Monday, June 26, 2006

Weak References

The nice stuff about Java is that is has GC. The bad part is that the GC only takes care of memory. Why is that ?

Programmers like to be messy so we sometimes forget about little things like dispose() that memory. GC is great in this department. But we're also messy in the sense that we forget to close files, network connections, etc.

There are all kinds of resources, besides memory that the GC could, in theory, take care of.

On such thing are the listeners. I somehow have an inner fear about listeners since they seem messy, in the same way as memory managenent. God forbid you forget to remove a listener or your object will be kept forever.

So - why cant' the GC keep track of listeners also ? A quick solution seems to be the usage of weak references for the listeners. Supposedly a weak referenced-object is no longer needed so our listener can finally die.

And this is a simple way to involve the GC in managing the listeners.
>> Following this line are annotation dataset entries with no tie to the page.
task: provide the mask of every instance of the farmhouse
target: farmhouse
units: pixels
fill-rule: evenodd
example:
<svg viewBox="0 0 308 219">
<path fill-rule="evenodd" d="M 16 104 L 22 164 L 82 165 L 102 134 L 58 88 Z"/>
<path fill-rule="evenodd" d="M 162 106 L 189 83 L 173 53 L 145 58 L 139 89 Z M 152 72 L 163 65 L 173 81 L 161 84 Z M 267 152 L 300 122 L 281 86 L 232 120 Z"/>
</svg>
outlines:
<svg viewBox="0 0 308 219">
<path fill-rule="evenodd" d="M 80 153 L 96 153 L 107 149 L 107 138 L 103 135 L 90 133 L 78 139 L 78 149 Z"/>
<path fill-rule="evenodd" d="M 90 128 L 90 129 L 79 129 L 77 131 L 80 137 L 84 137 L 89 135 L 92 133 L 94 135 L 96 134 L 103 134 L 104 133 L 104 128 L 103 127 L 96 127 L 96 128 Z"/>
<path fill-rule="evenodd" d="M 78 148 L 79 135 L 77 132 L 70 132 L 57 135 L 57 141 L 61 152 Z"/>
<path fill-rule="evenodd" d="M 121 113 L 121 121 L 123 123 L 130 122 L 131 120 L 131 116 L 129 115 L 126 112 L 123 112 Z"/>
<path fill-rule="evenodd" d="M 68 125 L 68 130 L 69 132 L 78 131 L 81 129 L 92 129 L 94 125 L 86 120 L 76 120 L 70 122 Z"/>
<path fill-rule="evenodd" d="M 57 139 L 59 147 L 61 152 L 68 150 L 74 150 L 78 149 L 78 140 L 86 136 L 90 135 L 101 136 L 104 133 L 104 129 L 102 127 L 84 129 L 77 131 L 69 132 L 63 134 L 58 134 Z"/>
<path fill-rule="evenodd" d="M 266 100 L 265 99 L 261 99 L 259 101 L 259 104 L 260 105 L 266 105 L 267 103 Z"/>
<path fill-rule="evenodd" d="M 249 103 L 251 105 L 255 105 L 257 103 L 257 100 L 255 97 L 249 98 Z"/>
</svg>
The disadvantage is that there must be a strong reference to the listener at all times (when we need it) otherwise it could get GCed together with the Weak Reference.

We don't actually care about this when we have an ueber-object which implements XListener or we create an anonymous inner class (which creates a closure to the ueber). But if we do it the fluffy way with our own Listener implementation classes, it's back to ground 0 again. We still have to take care of the strong references, etc. Darn.